An Empire is a single nation that forcibly controls another nation, preferably lacking in strong central government, without specifically incorporating it into the country itself. The true definition of hegemony is the blurred distinction between primacy and overt domination, but in today's society, the term was chosen in an aversion of the negative connotation to the word Empire.
To completely define the difference between hegemony and imperialism it is good to compare two shining examples, Britain and The United States. Britain's rise to an empire was a long one. The island had been attacked and defended for centuries, keeping it on the cusp of militaristic technology. With this power it was easy to spread influence, first by expanding the navy to control trade routes, then by enlarge the size of the infantry, allowing conquering of land.
Over time, the empire became too big and because of a combination of excessive wars, slave and peasant revolts, and length of communication. Communication was an imperative factor, it took far too long to be efficient, thus slowing response times to the aforementioned problems. This pattern of expansion has become all to familiar throughout history, from the Romans to the ancient Chinese Dynasties.
The dawn of The U.S.'s imperialism has happened at a time of great economical, technological, and social changes. All of the problems encountered by the previous empires, especially Britain, have been bypassed, creating a potentially unstoppable nation. The matter of communication has been overcome, two people on opposite sides of the world can hold a conversation in real-time.
Slave and peasant revolts are an obstacle that took a little more careful planning. To keep those at home satisfied, they are constantly bombarded with a constant flow of propaganda from privatized media. The government's proposal to privatize the internet as well would completely seal the citizens from the truth.
The revolts overseas are prevented by never actually sending troops to control a territory. All around the world, The United States has been able to control other governments through a series of coups d'etats, threats, and debts. In the rare occasion, when the first three do not accomplish the intended purpose, preemptive strikes and wars are used. By using coups d'etats, threats, and debts, which are more often than not successful, The United States Government also reduces the necessity of war and use of resources.
Not only have the ways in which hegemony and imperialism are conducted been changed, but also the process of profiting from such actions. The previous form of profit, used by Britain, was the tributary system. It was very simple and straight forward, it involved controlling a nation and forcing them to pay a tax or tribute to keep the empire from attacking the region. Today, it is much more complex.

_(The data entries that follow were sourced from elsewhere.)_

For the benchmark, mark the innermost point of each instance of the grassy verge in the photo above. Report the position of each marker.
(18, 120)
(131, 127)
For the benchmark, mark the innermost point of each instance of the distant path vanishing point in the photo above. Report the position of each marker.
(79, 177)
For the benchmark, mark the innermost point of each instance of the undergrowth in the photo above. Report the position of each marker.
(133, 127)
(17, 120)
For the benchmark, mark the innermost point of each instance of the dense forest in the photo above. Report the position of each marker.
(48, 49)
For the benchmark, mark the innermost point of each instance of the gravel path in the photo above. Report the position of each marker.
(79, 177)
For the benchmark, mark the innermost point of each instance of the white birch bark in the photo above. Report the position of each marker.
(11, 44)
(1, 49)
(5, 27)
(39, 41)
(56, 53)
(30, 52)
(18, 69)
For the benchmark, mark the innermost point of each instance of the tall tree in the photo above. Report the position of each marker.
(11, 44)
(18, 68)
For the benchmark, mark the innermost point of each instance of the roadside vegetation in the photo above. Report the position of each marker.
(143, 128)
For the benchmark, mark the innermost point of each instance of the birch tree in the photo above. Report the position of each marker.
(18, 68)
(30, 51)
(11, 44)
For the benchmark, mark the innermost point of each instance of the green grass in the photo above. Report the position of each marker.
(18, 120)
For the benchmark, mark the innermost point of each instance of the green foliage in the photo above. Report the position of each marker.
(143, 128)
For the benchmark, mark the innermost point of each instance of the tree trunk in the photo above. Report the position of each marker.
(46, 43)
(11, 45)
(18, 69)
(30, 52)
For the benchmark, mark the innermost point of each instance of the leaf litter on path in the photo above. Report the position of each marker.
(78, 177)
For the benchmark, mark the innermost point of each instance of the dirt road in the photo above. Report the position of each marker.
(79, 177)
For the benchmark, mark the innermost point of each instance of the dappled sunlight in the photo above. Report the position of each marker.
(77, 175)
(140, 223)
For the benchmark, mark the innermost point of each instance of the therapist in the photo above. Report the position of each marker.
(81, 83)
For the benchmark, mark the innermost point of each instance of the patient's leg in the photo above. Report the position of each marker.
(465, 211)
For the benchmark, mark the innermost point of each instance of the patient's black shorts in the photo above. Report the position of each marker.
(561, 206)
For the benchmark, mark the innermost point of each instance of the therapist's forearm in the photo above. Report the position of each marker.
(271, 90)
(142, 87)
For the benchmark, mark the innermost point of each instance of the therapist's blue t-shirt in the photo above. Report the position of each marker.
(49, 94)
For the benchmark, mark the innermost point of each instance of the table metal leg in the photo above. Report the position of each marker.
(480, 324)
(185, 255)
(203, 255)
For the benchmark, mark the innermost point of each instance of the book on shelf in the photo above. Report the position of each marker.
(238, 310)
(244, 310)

In oil-rich third-world countries, The United States convinces the nation that the key to their success and eventual ability to feed it's people lies in certain investments such as a dam, a power plant, or oil-refinery.
The nation, in good trust, takes The United States' recommendation and hires the job out to a U.S. contractor, also recommended by The United States. Once the nation realizes the massive cost in such endeavors, The United States immediately offers to loan the money, fully knowing they won't be able to pay it back. After several attempts to collect the money, The United States settles on receiving oil or other commodities at a dramatically reduced price, reducing the nation's profits and creating the exact opposite of the original promise of making the nation wealthy.
The definition of a hegemony and an empire has been hotly debated over the past few decades. Some believe a hegemony is a tactic to avoid the word empire and the negative connotations that are associated with it. Others believe that a hegemony is a more technical, well thought out form of an empire. Some believe it is a lesser form of imperialism. Although one thing that is not disputed is the fact that hegemony very well is a form of dominance over a smaller, weaker nation, and no matter what one may call it, or how it may be approached, dominance will continue to flourish through the ages.